Lloyd Swarr's earliest memories of Memorial Day, or Decoration Day, are about his father driving his Cleveland car into Mount Joy from the family's Rapho Township farm.
Swarr's father decorated the car with American flags placed in a specially made radiator cap.
And, they would always watch Mount Joy's parade.
For most Memorial Days of Swarr's 88 years, he and his family have lined up along Main Street with thousands of others to watch the passing of the annual parade.
On Saturday, Swarr's family lined up to see him.
Swarr, in his white U.S. Navy uniform, served as the ceremonial grand marshal at the head of the parade.
"It's a big honor," Swarr said of the recognition.
Swarr, wearing the stripes of a quartermaster first class, said the only years he did not live just outside of the town were those he served in World War II. He spent those years on a destroyer escort in the Pacific Ocean.
Even then, he said, he felt the support of the community.
"You have a lot of people behind you," he said.
That is the way it is in Mount Joy, said Sharon Funk, president of the Mount Joy Memorial Day Parade committee.
"They're all there supporting the men and women that have served," Funk said of the people gathered along the streets.
In advance of the parade, American Legionnaires handed out poppies and cold water to spectators waiting in the warm, humid sunshine.
For over an hour, more than 56 units passed along the Main Street route, including veterans, military re-enactors, marching bands, fire companies and other groups.
Ned Sterling said he began coming to Mount Joy on Memorial Day when he was a boy. He would watch the parade pass from the shade of his aunt's porch along Main Street.
He continued the tradition when he bought the house, with his wife, Sue, 20 years ago, and became the fifth generation of Detwilers to own it.
With the house, came many of the American flags with which Sterling decorates the house. Smaller ones, along the street, are those handed out year after year.
Asked how many there were, Sterling said he never counted them.
"We just continued the tradition," he said.
Sitting in her van, parked along the parade route, Linda Quirk, of Lancaster, said she was continuing a tradition begun by her father.
"He was here last year," Quick said of her father, Franklin Sharp.

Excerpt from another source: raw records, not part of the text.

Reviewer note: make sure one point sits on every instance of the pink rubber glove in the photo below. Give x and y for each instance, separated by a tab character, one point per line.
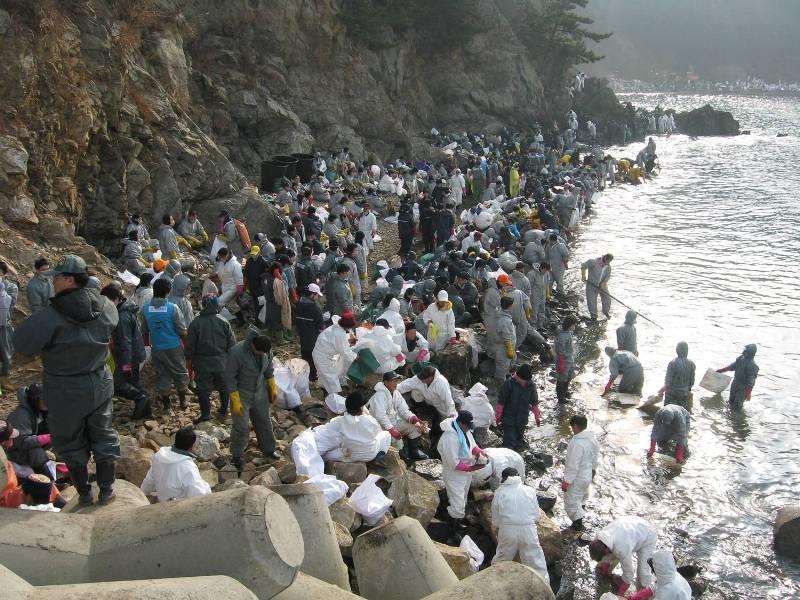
537	414
644	594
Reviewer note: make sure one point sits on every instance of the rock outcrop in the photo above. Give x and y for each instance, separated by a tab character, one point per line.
707	121
156	106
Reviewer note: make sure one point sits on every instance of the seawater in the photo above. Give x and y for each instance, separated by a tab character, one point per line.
709	250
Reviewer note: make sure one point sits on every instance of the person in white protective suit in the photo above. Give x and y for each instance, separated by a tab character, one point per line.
500	459
361	437
670	585
580	464
332	354
390	409
368	224
380	341
393	317
430	387
441	322
459	454
515	511
618	542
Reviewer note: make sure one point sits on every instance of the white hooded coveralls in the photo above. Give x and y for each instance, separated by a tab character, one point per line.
515	512
582	454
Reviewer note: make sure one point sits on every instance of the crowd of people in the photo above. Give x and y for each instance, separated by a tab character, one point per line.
490	223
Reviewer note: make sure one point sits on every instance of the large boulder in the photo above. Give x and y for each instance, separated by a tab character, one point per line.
134	462
707	121
786	531
415	497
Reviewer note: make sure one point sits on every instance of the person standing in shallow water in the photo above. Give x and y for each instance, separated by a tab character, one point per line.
745	372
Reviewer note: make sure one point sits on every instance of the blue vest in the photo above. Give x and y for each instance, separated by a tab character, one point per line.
161	324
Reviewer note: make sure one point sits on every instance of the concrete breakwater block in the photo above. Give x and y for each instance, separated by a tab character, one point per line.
399	561
306	587
249	534
199	588
322	555
786	531
508	580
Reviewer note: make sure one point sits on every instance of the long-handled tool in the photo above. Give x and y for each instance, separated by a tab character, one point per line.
625	305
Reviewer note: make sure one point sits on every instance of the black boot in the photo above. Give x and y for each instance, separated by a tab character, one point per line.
105	481
413	450
80	479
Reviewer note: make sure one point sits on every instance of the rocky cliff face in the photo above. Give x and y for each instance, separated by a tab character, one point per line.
115	106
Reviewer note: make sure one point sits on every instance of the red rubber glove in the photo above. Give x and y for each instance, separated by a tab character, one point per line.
644	594
652	449
498	414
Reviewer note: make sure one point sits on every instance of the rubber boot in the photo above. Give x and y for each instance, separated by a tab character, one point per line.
380	460
106	473
80	479
413	450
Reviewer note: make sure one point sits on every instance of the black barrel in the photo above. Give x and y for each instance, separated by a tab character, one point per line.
305	166
290	162
271	174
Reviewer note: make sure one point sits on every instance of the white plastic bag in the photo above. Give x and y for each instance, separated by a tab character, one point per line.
714	382
474	553
305	455
332	488
369	501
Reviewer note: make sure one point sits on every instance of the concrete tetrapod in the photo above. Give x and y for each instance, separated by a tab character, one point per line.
306	587
197	588
398	561
323	558
249	534
507	580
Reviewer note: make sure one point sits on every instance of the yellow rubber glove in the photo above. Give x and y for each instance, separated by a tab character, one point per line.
237	409
272	387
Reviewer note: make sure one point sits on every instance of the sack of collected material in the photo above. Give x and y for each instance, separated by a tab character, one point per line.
369	501
714	382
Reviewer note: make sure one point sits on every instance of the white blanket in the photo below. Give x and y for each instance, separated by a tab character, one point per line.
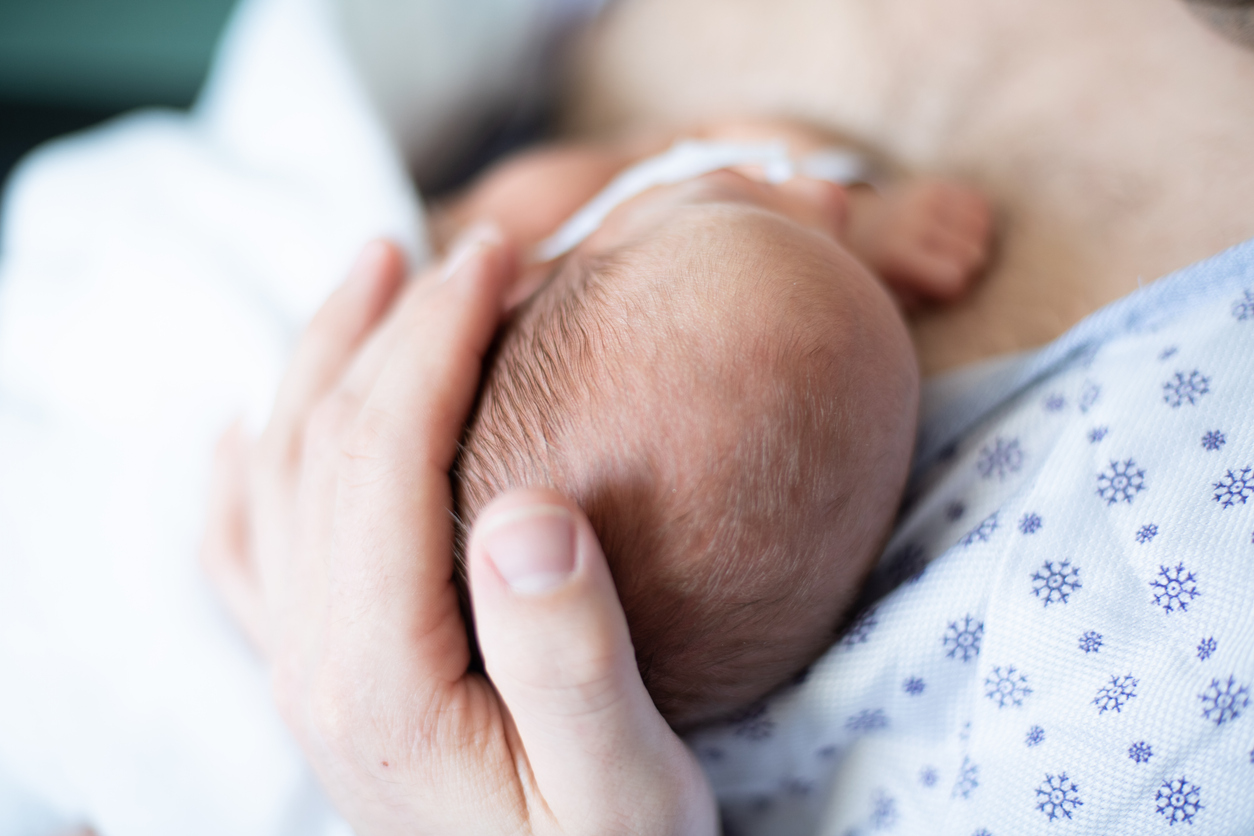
154	273
1071	649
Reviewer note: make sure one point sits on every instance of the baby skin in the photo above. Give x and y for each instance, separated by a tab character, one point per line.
721	376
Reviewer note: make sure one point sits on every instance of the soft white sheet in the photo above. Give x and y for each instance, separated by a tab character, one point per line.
154	273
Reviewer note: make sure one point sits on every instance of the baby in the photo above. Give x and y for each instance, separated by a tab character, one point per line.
717	372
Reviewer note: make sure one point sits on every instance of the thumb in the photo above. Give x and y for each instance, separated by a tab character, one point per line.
556	646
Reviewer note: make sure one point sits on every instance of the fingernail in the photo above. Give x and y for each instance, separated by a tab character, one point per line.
473	241
532	548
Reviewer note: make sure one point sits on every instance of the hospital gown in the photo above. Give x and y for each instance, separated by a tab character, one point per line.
1069	641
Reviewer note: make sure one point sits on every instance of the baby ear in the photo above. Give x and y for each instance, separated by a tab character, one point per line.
927	238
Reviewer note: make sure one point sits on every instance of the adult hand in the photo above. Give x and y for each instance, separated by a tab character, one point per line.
330	540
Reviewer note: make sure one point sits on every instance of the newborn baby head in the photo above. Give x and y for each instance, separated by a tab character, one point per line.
731	397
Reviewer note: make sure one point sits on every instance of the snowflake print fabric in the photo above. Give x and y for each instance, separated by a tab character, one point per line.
1060	637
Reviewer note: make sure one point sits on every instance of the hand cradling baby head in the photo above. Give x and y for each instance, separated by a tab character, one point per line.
731	397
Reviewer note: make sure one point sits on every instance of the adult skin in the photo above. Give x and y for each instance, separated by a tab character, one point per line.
1114	135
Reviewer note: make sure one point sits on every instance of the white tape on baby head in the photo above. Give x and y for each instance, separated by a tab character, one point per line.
689	159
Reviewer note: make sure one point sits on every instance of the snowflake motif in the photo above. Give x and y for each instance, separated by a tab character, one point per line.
963	642
1006	688
1115	696
1056	582
860	628
753	723
1234	488
1224	702
796	787
1173	587
968	778
1031	523
1181	390
1090	642
1243	308
1213	440
1002	459
1121	481
884	815
867	721
1179	800
982	533
1089	396
1059	796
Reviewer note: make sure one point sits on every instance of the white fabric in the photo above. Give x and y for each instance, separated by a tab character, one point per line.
1071	647
687	159
154	273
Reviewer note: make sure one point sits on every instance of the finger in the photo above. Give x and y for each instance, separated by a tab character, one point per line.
364	371
332	336
393	569
556	646
225	552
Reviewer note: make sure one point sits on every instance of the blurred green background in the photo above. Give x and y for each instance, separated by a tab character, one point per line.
67	64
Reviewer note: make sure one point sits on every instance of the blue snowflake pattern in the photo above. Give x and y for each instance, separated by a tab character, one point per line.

He had recently turned 89 before he died June 22.
A World War II soldier and a veteran of the Battle of the Bulge, Sharp and his wife, Ruth, were members of the several American Legion posts in the county.
He liked to come to the parade to see other veterans he knew. "We always came back," she said of the annual event.
Earlier in the day, people gathered in Mount Joy's Memorial Park for the 50th annual wreath-laying ceremony.
"A day that is not celebrated, but revered," VFW Chaplain Jim Gamble said of the solemn remembrance of fallen veterans.
The ceremony included the raising of the American flag and the lowering of the flag to half staff. An honor guard fired a 21-gun salute.
Jim Way recalled Decoration Days of his youth in the 1930s.
On May 30, when the graves of veterans were decorated with flowers, his teacher would stop class in the one-room school house in Salunga. At 11 a.m., they would observe a moment of silence. It was then that he could hear guns being fired in the distance.
Martin Brown, said Mount Joy's parades were smaller and more solemn then, but have always been important in the town.
"It was always a big turnout. It was always a big day for Mount Joy," said Brown, a Marine veteran of World War II.